Selain itu, Achsanul mengaku sama sekali tak mengenal Ulum dan tak pernah berkomunikasi dengannya. "Semoga Saudara Ulum bisa menyampaikan kebenaran yang sesungguhnya, jangan melempar tuduhan tanpa dasar dan fakta yang sebenarnya,” pungkasnya.

Terkait hasil pemeriksaan laporan keuangan Kemenpora pada tahun 2018, Achsanul menyebut BPK mendapat sejumlah temuan  termasuk melibatkan posisi asisten pribadi Menpora. BPK pun memberikan rekomendasi untuk melakukan perbaikan, dan dari hasil pemantauan yang dilakukan oleh lembaganya, sejak 2018 sudah ada perbaikan signifikan yang dilakukan Kemenpora.

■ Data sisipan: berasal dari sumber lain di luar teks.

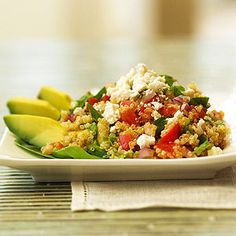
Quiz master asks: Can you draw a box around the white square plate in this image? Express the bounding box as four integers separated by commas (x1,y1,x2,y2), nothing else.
0,129,236,182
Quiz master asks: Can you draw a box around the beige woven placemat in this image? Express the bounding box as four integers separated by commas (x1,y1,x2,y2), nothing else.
71,167,236,211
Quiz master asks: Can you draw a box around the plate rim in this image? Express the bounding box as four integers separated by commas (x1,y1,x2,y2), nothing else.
0,128,236,166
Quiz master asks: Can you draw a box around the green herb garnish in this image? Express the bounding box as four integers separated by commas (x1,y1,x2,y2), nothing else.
87,144,107,158
108,133,117,145
15,138,54,158
52,146,99,159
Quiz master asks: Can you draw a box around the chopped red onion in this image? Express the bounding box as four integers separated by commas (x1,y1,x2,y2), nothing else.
138,148,154,158
180,103,190,111
173,97,184,105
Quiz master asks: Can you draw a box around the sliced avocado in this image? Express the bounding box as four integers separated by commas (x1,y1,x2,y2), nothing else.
38,86,71,111
4,114,65,147
7,97,60,120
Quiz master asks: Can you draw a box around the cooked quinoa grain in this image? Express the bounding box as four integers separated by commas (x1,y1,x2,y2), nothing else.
42,64,230,159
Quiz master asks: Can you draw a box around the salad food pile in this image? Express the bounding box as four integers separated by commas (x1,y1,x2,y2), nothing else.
4,64,230,159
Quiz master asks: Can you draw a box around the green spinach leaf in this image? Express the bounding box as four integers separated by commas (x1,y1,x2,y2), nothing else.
15,138,54,158
53,146,99,159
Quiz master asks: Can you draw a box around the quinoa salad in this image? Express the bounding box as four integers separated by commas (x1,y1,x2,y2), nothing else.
41,64,230,159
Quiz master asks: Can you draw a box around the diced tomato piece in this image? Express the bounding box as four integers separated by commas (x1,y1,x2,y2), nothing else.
120,108,138,125
158,104,178,117
120,100,133,107
155,142,175,153
88,98,98,106
144,96,158,104
159,123,181,144
119,134,132,151
101,95,110,102
139,107,153,123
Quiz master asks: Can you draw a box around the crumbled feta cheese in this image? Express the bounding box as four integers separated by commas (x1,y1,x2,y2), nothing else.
137,134,155,149
142,89,156,102
107,64,160,103
167,110,183,124
197,118,205,127
207,146,223,156
110,125,116,133
132,75,147,92
93,102,105,113
151,102,163,111
102,102,120,124
151,110,161,120
148,76,167,92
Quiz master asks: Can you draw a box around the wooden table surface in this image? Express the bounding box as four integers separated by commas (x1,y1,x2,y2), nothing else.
0,40,236,236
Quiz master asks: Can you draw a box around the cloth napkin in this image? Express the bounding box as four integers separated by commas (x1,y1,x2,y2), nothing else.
71,166,236,211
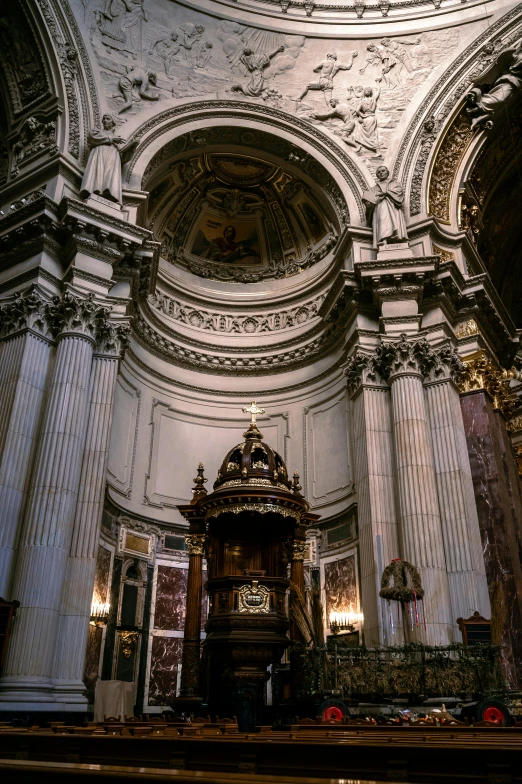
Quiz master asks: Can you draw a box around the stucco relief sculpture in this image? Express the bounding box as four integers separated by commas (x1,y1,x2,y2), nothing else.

Berkaitan dengan perkara ini ia pun mendukung proses hukum yang dijalankan KPK. "Dan saya mendukung proses hukum kasus KONI ini berjalan lancar dan fair, tanpa ada fitnah pada pihak lain, termasuk kepada saya sendiri,” tuturnya.

Cerita Ulum

Dalam surat dakwaan Bendahara KONI Johnny E Awuy disebutkan mengirimkan Rp10 miliar dan sesuai arahan Sekjen KONI Ending Fuad Hamidy, uang Rp9 miliar diserahkan kepada Imam melalui Miftahul Ulum, yaitu sebesar Rp3 miliar diberikan Johnny kepada Arief Susanto selaku suruhan Ulum di Kantor KONI Pusat; Rp3 miliar dalam bentuk 71.400 dolar AS dan 189.000 dolar Singapura diberikan Ending melalui Atam kepada Ulum di Lapangan Golf Senayan; dan Rp3 miliar dimasukkan ke amplop-amplop diberikan Ending ke Ulum di lapangan bulu tangkis Kemenpora RI. Tujuan pemberian suap itu adalah agar Kemenpora mencairkan proposal pengawasan dan pendampingan sejumlah Rp51,592 miliar, sehingga cair Rp30 miliar.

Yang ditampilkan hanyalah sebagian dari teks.